O segundo a sair foi Daniel, de 17 anos, aluno com média de 16 a Português e candidato a Engenharia Aeroespacial através da Força Aérea - o que faz com que tenha de conjugar o estudo com longas horas no ginásio, para onde foi descomprimir depois do exame. "O mais confuso foram as perguntas de escolha múltipla em que há várias respostas que parecem acertadas." Uma opinião corroborada por Jorge, o terceiro, e por Inês, que desde logo avisou que seria a última a sair.

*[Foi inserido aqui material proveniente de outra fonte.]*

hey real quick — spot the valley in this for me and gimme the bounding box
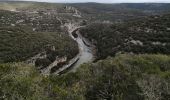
[0,1,170,100]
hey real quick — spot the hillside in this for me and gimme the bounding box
[0,1,170,100]
[80,14,170,60]
[0,5,79,70]
[69,3,170,12]
[0,1,63,11]
[1,2,170,22]
[0,27,78,63]
[68,3,170,21]
[0,54,169,99]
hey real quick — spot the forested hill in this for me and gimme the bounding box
[69,3,170,12]
[80,13,170,60]
[67,3,170,21]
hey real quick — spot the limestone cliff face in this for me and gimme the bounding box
[64,6,82,17]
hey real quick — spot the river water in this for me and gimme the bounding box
[53,24,94,75]
[70,30,94,72]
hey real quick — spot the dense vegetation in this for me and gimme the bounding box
[69,3,170,21]
[0,10,78,63]
[0,1,64,11]
[0,54,170,99]
[69,3,170,13]
[0,2,82,71]
[0,10,62,32]
[80,14,170,60]
[0,2,170,100]
[0,26,78,63]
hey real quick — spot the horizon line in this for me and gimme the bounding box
[1,0,170,3]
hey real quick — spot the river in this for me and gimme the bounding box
[54,24,95,75]
[70,28,94,72]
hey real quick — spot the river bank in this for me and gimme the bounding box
[54,23,95,75]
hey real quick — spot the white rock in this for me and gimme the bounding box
[11,24,15,26]
[130,40,143,46]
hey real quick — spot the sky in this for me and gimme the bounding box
[7,0,170,3]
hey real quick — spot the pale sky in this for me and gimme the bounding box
[18,0,170,3]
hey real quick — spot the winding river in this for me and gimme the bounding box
[54,23,95,75]
[26,23,95,75]
[70,28,94,72]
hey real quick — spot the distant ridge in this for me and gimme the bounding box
[0,0,18,1]
[0,0,170,3]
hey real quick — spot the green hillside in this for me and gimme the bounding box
[0,7,78,64]
[0,54,169,99]
[80,14,170,60]
[0,1,64,11]
[0,2,170,100]
[69,3,170,13]
[0,26,78,63]
[68,3,170,21]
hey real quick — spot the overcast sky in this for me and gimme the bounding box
[17,0,170,3]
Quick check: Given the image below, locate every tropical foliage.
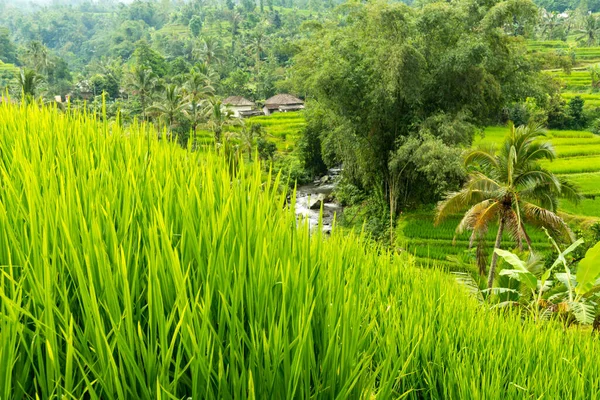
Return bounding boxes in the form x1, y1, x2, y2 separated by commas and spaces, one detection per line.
436, 123, 581, 287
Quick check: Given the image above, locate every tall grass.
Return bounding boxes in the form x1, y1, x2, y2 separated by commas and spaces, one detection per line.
1, 103, 600, 398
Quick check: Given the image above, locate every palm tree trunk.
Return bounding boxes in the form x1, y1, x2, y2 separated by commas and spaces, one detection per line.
488, 216, 505, 289
520, 222, 533, 252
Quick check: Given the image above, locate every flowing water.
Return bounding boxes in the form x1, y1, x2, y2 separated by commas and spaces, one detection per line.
294, 168, 342, 233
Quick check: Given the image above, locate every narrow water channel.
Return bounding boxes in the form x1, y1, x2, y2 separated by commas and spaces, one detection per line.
294, 168, 342, 233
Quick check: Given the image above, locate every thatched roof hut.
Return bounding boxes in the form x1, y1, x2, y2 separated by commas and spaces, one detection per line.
263, 94, 304, 115
223, 96, 255, 106
223, 96, 257, 117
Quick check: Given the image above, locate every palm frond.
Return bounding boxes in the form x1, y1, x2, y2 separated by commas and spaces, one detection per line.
454, 199, 495, 237
521, 201, 574, 242
464, 148, 499, 170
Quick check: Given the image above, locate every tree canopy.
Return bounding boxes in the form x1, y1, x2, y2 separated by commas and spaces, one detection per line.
292, 0, 555, 210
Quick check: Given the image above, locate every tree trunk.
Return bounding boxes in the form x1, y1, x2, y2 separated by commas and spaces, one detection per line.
488, 216, 505, 289
520, 222, 533, 252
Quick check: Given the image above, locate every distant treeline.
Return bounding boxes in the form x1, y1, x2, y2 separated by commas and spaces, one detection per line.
536, 0, 600, 12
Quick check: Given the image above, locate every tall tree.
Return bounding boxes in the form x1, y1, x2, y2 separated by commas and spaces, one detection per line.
204, 99, 230, 143
292, 0, 551, 211
24, 41, 52, 76
249, 24, 267, 75
228, 11, 242, 55
436, 123, 581, 288
126, 66, 158, 122
193, 36, 224, 66
148, 84, 185, 132
18, 68, 44, 101
0, 28, 17, 64
577, 14, 600, 46
183, 70, 214, 137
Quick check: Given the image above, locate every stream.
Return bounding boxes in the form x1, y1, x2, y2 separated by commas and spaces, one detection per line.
294, 168, 342, 233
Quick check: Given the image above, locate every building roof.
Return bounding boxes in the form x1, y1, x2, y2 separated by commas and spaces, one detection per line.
223, 96, 255, 106
264, 94, 304, 107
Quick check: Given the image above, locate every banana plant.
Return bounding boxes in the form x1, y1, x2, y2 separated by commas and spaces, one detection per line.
493, 234, 600, 326
549, 236, 600, 325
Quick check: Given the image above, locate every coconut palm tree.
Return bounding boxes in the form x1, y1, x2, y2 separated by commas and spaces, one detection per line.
204, 99, 231, 143
18, 69, 44, 102
126, 66, 158, 122
436, 123, 581, 288
193, 37, 224, 66
24, 41, 52, 76
229, 11, 243, 54
148, 84, 185, 133
577, 15, 600, 47
231, 120, 262, 161
182, 70, 214, 138
248, 24, 267, 75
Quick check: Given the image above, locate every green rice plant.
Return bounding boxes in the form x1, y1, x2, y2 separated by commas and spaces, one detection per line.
560, 198, 600, 217
541, 155, 600, 174
1, 102, 420, 398
559, 172, 600, 195
547, 129, 597, 138
554, 143, 600, 157
0, 102, 600, 398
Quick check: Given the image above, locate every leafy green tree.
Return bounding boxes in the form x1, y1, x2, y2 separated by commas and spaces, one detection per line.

Agora é hora de pôr um ponto final em Português e fazer as contas à prova de Matemática que se realiza na segunda-feira e que é a disciplina específica destes jovens. Ainda assim, não resistem a acompanhar o Mundial da África do Sul. Uma confidência: na véspera do exame não resistiram a dar uma espreitadela (atenta) ao jogo de Portugal com a Costa do Marfim.